Ironically, even after valiant attempts to rebuild the district, it was ultimately killed off be desegregation. (12)
 
(1) Munford, Clarence J. (1996) Race and Reparations: A Black Perspective for the 21st Century. Africa World Press. p. 40
(2) Last, Sean (15/04/2016) Race, Poverty, and Crime.http://thealternativehypothesis.org/index.php/2016/04/15/race-poverty-and-crime/ Includes the passage: “Let me say that again: the blacker an area is the more criminal it will tend to be even after controlling for the effects of poverty, inequality, and unemployment.”
(3) Farbota, Kim (02/09/2015) Black Crime Rates: What Happens When Numbers Aren’t Neutral?  http://www.huffingtonpost.com/kim-farbota/black-crime-rates-your-st_b_8078586.html
(4) Ibid.
(5) Ibid.
(6) Morris, Monique W. (2014). Black Stats. The New Press. pp 99-114
(7)  RAM, Monder and JONES, Trevor (2008), Ethnic minority businesses in the UK: An overview, in Oliveira, Catarina Reis and Rath, Jan (eds.), Migrações Journal – Special Issue on Immigrant Entrepreneurship, October 2008, n. 3, Lisbon: ACIDI, p 64. Table 1 – Self-employment Rate of All Economically Active People Aged 16-74, England and Wales: Chinese – 21.6%; Pakistani – 17.2%; Indian -14.6%; Other Asian – 13.9%; White British – 12.5%; Bangladeshi – 11.1%; Afrikan – 6.1%.
(8) Akinwunmi, Kay (17/09/15) Data Reveals 5 Key Areas Black Businesses in London Need to Improve Significantly.   http://limconcepts.com/blog/five-areas-black-businesses-london-need-to-improve/
(9) Seva, Marie (08/05/2014) Yes, there was more than one Black Wall Street: Tell these stories to your children  http://financialjuneteenth.com/yes-there-was-more-than-one-black-wall-street-tell-these-stories-to-your-children/
(10) Montford, Christina (02/12/2014) 6 Interesting Things You Didn’t Know About ‘Black Wall Street’.  http://atlantablackstar.com/2014/12/02/6-interesting-things-you-didnt-know-about-black-wall-street/3/
(11) Seva. Op. Cit.
(12) Montford. Op. Cit.
 
So tonight we ask the question:
 
Would economic empowerment be an effective response to state violence?
 
  1. Are Afrikans more predisposed to commit crime?
  2. Is there a link between poverty and crime?

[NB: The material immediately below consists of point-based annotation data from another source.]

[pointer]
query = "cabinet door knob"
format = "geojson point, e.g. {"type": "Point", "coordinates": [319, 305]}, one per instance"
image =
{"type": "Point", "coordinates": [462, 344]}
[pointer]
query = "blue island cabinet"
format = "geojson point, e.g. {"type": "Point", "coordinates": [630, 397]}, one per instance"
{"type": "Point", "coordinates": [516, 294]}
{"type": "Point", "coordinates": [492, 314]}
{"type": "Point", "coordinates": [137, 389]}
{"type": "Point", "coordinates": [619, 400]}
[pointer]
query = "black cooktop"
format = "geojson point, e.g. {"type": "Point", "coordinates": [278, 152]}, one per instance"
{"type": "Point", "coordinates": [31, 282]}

  3. Why are Afrikans unable to harness their multi billion/trillion spending power?
  4. What lessons can we learn from the Black Wall Streets?
     
    Our very special guests:
     
    Bro. Ldr. Mbandaka: Resident guest who is Spiritual Leader of the Alkebu-Lan Revivalist Movement and UNIA-ACL Ambassador for the UK and national co-Chair of the interim National Afrikan People’s Parliament.  Bro. Ldr is a veteran activist of over 30 years standing, a featured columnist in The Whirlwind newspaper and author of Mosiah Daily Affirmations and Education: An Africentric Guide To Excellence. 
     
    Kevin Bismark Cobham is a Cambridge educated criminal defence lawyer who also defines himself as a movement lawyer, pan-Africanist and community activist and is from London.